Growing up, I may have taken nature for granted because it seemed like it was always there. However, as I became a young adult, I saw how this majestic landscape has changed over time. This experience made me passionate about environmental conservation and I aspired to organise efforts with fellow young Palaweños. Thus, I co-founded the Centre for Sustainability, a women-led, youth environmental non-profit organisation based in my hometown. 

Our mission is to protect the last remaining pristine forests of the country, starting with our backyard. Together with our partners and supporters, and especially with the immense support of our indigenous and lowland community partners, we are proud to have spearheaded the establishment of the Cleopatra's Needle Critical Habitat, which is now the largest critical habitat in the Philippines, having been passed into law by the government in 2017. Furthermore, as part of our efforts, we have successfully reforested over 15,000 almaciga tree seedlings, a key source of livelihood and a sacred species to the indigenous Batak tribe. We have trained and deputised 39 indigenous and local community members as Forest Rangers, now officially known as Wildlife Enforcement Officers and Volunteers. 

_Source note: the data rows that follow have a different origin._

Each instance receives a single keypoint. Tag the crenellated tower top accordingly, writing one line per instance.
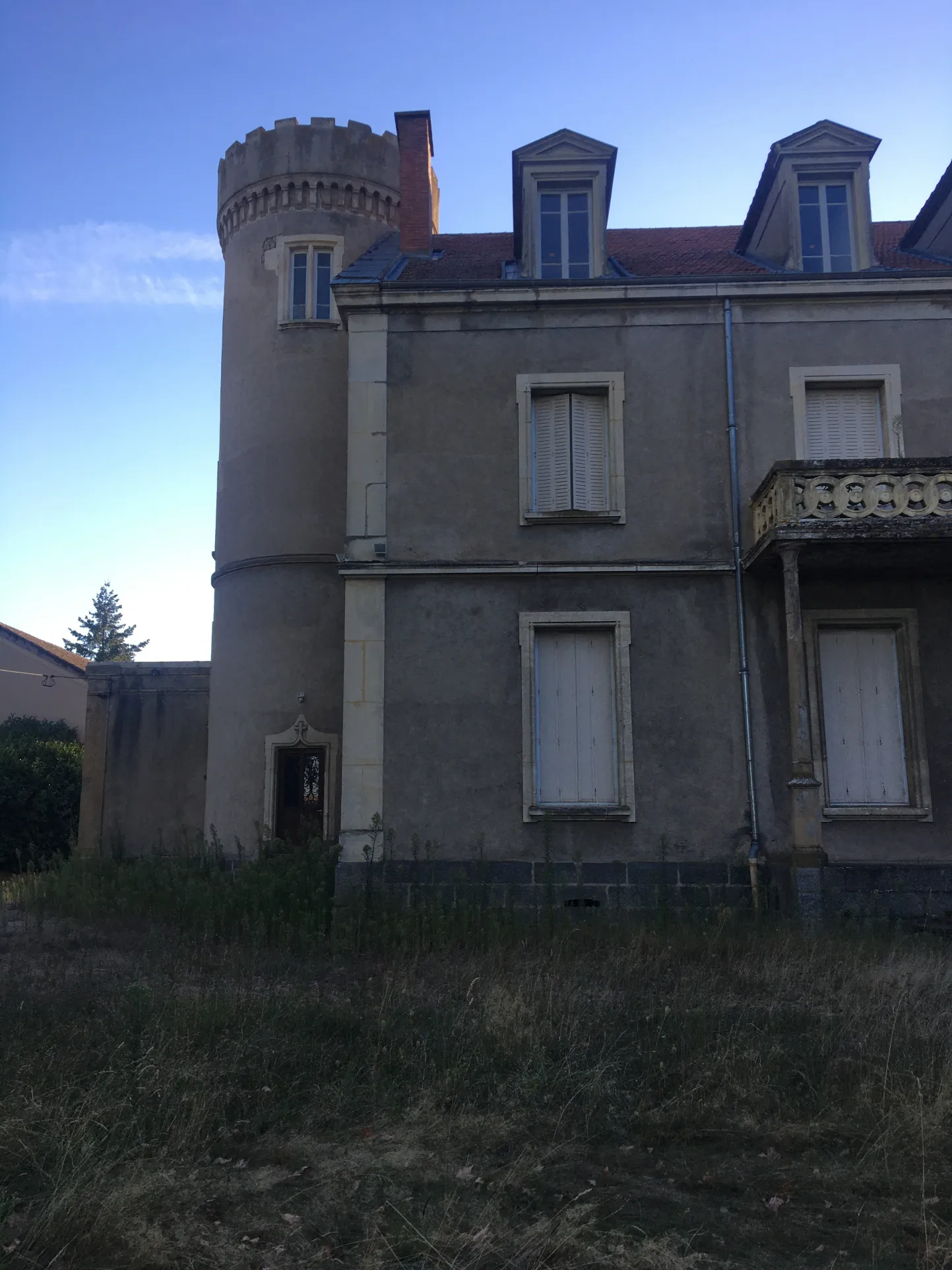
(309, 166)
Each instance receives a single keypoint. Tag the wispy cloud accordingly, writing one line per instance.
(111, 263)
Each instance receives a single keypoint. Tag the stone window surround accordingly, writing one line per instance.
(884, 378)
(567, 172)
(619, 624)
(277, 259)
(301, 735)
(905, 624)
(837, 169)
(612, 383)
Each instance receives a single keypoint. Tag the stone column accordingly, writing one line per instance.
(805, 804)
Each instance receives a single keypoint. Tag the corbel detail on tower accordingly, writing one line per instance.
(303, 192)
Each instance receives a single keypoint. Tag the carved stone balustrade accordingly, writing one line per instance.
(825, 501)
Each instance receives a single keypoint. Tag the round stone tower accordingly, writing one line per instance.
(292, 203)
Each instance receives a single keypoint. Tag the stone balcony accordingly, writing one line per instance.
(825, 503)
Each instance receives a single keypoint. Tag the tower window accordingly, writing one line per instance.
(824, 228)
(565, 234)
(310, 284)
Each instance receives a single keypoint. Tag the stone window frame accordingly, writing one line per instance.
(618, 622)
(823, 181)
(905, 624)
(885, 378)
(301, 735)
(277, 258)
(612, 384)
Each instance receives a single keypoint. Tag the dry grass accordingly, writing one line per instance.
(659, 1099)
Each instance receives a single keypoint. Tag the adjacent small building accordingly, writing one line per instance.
(41, 680)
(618, 551)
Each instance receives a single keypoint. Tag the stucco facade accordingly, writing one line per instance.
(387, 574)
(41, 680)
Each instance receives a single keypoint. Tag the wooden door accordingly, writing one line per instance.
(299, 804)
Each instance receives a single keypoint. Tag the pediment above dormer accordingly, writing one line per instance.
(565, 144)
(577, 162)
(827, 135)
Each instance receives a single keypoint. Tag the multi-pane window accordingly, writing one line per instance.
(569, 452)
(824, 228)
(843, 422)
(862, 718)
(565, 234)
(575, 720)
(310, 284)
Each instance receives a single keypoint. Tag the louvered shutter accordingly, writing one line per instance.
(589, 452)
(575, 718)
(862, 718)
(551, 461)
(843, 423)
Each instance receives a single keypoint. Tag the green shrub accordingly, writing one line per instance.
(41, 768)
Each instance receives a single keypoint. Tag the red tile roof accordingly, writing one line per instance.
(73, 659)
(705, 251)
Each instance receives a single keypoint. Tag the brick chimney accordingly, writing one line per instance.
(419, 192)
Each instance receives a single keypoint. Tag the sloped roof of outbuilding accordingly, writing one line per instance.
(41, 646)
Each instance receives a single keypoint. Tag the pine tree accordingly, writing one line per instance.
(103, 638)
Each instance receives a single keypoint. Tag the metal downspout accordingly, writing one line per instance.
(754, 853)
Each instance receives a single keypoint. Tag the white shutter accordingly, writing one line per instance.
(575, 746)
(589, 452)
(551, 461)
(843, 423)
(862, 718)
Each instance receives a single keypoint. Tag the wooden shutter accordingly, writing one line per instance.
(551, 461)
(862, 718)
(589, 452)
(575, 746)
(843, 423)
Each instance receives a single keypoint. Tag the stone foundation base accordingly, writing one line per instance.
(861, 890)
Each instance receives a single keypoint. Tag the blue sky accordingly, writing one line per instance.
(115, 117)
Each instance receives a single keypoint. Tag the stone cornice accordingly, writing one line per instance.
(357, 296)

Our small but highly dynamic organisation was recognised as one of the Ten Accomplished Youth Organisations in the Philippines in 2019. 

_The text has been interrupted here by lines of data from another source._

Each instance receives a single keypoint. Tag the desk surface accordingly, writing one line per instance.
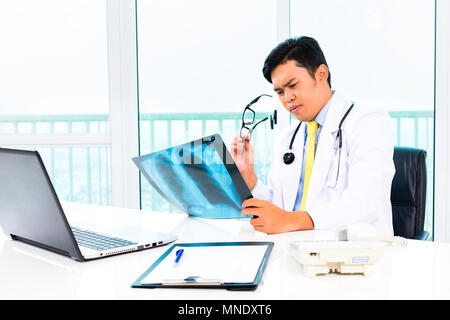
(416, 271)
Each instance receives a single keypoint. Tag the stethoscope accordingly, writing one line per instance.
(289, 156)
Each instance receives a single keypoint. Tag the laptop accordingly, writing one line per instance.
(198, 177)
(30, 211)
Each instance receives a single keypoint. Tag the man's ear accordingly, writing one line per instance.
(322, 73)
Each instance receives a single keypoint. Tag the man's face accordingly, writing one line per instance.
(299, 92)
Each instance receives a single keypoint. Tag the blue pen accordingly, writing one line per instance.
(179, 253)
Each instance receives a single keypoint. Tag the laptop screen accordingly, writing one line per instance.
(198, 177)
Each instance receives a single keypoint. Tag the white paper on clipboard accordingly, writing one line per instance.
(229, 264)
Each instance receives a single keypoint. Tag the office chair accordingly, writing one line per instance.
(408, 193)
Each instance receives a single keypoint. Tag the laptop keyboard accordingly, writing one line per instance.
(97, 241)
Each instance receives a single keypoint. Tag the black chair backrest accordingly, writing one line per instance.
(408, 191)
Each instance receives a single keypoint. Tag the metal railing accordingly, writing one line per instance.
(84, 175)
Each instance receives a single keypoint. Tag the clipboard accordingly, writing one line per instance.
(223, 265)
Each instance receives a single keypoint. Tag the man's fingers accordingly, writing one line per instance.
(254, 202)
(252, 211)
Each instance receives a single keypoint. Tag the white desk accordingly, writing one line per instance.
(417, 271)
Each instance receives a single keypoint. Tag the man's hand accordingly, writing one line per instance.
(244, 156)
(272, 219)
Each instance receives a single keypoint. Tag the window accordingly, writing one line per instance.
(54, 97)
(380, 53)
(200, 63)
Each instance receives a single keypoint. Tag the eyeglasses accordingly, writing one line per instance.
(248, 118)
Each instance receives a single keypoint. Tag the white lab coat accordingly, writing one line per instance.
(362, 193)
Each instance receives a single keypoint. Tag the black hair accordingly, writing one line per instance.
(305, 51)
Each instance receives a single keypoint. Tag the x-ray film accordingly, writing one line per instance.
(199, 177)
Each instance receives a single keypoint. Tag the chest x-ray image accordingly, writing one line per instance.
(198, 177)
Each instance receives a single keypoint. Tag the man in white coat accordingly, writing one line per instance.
(346, 176)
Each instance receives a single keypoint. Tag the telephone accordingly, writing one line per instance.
(357, 250)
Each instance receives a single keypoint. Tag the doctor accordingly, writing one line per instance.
(333, 167)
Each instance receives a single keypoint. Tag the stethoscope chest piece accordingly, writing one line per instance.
(288, 157)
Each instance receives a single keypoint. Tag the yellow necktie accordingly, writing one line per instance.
(310, 148)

How will you encourage more young people, especially women, to share your passion for protecting our habitat? 

I believe it's essential to take a moment to appreciate the beauty and wonders of the natural world, regardless of where you live - be it a bustling city or a serene town. Personally, my exposure to the great outdoors during my childhood is what attracted me to this field. In my hometown, we commemorate Pista Y Ang Kagueban (Feast of the Forest) by coming together to plant trees in our local watershed. The experience of getting my hands dirty and being part of a meaningful cause has left a lasting impression on me. 

Unfortunately, women haven't always been encouraged to indulge in outdoor activities, particularly in certain parts of the world. They often need to be better represented in leadership roles in conservation and other fields. However, we can work towards changing this by advocating for safer outdoor spaces for women and encouraging their participation in outdoor activities. We also need to take the lead in creating a more equitable future by making women and girls the cornerstone of our policies, projects, and endeavours. As a woman and a member of the younger generation in this field, it's time for us to claim our space and work towards a more inclusive future. 

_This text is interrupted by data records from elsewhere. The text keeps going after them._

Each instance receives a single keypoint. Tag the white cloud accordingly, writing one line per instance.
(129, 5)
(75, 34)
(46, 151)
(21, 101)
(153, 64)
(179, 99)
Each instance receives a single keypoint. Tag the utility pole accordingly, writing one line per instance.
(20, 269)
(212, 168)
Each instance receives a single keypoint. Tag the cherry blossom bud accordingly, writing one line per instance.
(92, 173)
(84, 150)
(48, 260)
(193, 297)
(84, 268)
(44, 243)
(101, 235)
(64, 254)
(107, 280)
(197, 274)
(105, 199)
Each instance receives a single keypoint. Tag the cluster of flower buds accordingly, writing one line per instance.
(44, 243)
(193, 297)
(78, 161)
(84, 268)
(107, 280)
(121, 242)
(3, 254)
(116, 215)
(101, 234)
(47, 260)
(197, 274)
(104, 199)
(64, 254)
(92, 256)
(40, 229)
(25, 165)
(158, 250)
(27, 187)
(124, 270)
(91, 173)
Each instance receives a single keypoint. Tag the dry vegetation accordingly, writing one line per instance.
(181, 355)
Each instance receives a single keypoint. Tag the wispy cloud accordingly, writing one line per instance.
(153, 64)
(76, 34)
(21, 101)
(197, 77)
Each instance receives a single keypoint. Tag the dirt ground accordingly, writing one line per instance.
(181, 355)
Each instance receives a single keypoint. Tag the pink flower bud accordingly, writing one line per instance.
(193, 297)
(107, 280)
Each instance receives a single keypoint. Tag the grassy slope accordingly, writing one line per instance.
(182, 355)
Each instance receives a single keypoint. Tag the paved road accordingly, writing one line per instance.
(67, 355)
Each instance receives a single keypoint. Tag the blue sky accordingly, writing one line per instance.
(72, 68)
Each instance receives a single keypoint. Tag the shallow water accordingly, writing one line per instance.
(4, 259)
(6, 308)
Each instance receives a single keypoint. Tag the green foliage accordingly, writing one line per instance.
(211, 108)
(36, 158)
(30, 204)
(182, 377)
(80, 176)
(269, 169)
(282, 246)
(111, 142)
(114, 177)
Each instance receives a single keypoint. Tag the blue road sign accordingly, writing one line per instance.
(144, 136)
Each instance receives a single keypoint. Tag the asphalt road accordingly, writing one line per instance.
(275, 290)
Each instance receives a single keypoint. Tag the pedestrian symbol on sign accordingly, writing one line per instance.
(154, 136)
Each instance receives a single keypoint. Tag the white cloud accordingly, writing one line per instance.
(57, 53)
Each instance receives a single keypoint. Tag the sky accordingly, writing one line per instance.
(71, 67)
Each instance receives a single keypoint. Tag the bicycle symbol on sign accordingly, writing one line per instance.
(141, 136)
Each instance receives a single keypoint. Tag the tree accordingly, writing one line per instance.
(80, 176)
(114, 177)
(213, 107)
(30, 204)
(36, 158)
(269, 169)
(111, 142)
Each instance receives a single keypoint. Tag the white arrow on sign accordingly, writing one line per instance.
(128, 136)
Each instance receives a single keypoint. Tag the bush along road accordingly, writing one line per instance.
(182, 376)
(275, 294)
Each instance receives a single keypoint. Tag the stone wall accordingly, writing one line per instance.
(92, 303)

What advice would you give Filipinos aspiring to pursue a postgraduate degree in the UK? 

If you're a Filipino considering pursuing a postgraduate degree in the UK, I encourage you to go for it. Even if you're unsure, it's worth taking the leap and seeing what opportunities may arise. Filipinos are known for their dedication and passion, so don't let self-doubt hold you back from pursuing your dreams. It's important to choose a programme that aligns with your interests and that you feel comfortable exploring every day. As with any academic institution, postgraduate degrees challenge you to think deeply and critically. While this can be difficult at times, it is also incredibly rewarding. You'll find a supportive community in the UK and be surprised at how quickly you'll connect with other Filipino students. This experience offers immense knowledge and personal growth, so seize the chance to make the most of it.